La decisione del consiglio d’istituto è la più rilevante tra le azioni assunte finora in risposta a questo disagio diffuso. Sebbene non comporti conseguenze dirette immediate sul piano amministrativo, rappresenta comunque una chiara indicazione politica all’interno della scuola, che mette in luce la frattura tra la dirigenza e una parte significativa della comunità scolastica.

Nel dettaglio, i membri che hanno votato contro la mozione o si sono astenuti sono Cristiana Andreoli, che ha espresso voto contrario, e Sabrina Cucci, che ha scelto di astenersi. Nessuna delle due si è pronunciata ufficialmente dopo la seduta.

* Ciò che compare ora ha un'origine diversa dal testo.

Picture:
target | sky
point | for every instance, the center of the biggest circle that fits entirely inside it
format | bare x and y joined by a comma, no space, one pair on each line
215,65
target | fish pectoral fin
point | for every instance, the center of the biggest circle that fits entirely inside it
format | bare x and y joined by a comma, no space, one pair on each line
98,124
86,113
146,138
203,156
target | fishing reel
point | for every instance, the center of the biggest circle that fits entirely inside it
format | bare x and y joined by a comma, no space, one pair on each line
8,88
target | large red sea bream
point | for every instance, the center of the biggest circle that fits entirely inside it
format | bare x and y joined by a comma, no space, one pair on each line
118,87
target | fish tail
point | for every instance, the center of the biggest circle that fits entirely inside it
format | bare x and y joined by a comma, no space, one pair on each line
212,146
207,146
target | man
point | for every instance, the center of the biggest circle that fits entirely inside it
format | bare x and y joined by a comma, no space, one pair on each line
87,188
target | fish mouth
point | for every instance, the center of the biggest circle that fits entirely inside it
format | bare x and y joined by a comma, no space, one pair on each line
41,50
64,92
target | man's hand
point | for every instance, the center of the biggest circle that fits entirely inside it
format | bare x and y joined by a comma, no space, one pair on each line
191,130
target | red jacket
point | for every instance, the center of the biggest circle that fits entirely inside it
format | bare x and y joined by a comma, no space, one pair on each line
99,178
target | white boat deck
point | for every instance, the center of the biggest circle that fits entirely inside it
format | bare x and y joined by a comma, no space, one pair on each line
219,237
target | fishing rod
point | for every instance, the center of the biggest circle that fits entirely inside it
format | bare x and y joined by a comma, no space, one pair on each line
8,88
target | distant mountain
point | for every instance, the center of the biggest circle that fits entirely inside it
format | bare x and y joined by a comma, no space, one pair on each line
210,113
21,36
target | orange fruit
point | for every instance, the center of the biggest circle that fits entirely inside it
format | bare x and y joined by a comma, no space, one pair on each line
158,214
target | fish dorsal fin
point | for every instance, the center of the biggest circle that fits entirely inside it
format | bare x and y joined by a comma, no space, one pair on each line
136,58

Restano aperti molti interrogativi su come evolverà la situazione. La palla passa ora all’Ufficio scolastico regionale, che dovrà valutare il contenuto della delibera e decidere se e come intervenire nella vicenda. Nel frattempo, l’anno scolastico si avvia verso la conclusione in un clima di profonda incertezza, mentre si moltiplicano le richieste di chiarimento e di revisione del metodo gestionale adottato finora.

Il caso del liceo Alessi si conferma quindi come uno dei più complessi emersi negli ultimi tempi nel panorama scolastico umbro, e la decisione del consiglio d’istituto potrebbe rappresentare un punto di svolta o l’inizio di ulteriori sviluppi nelle prossime settimane.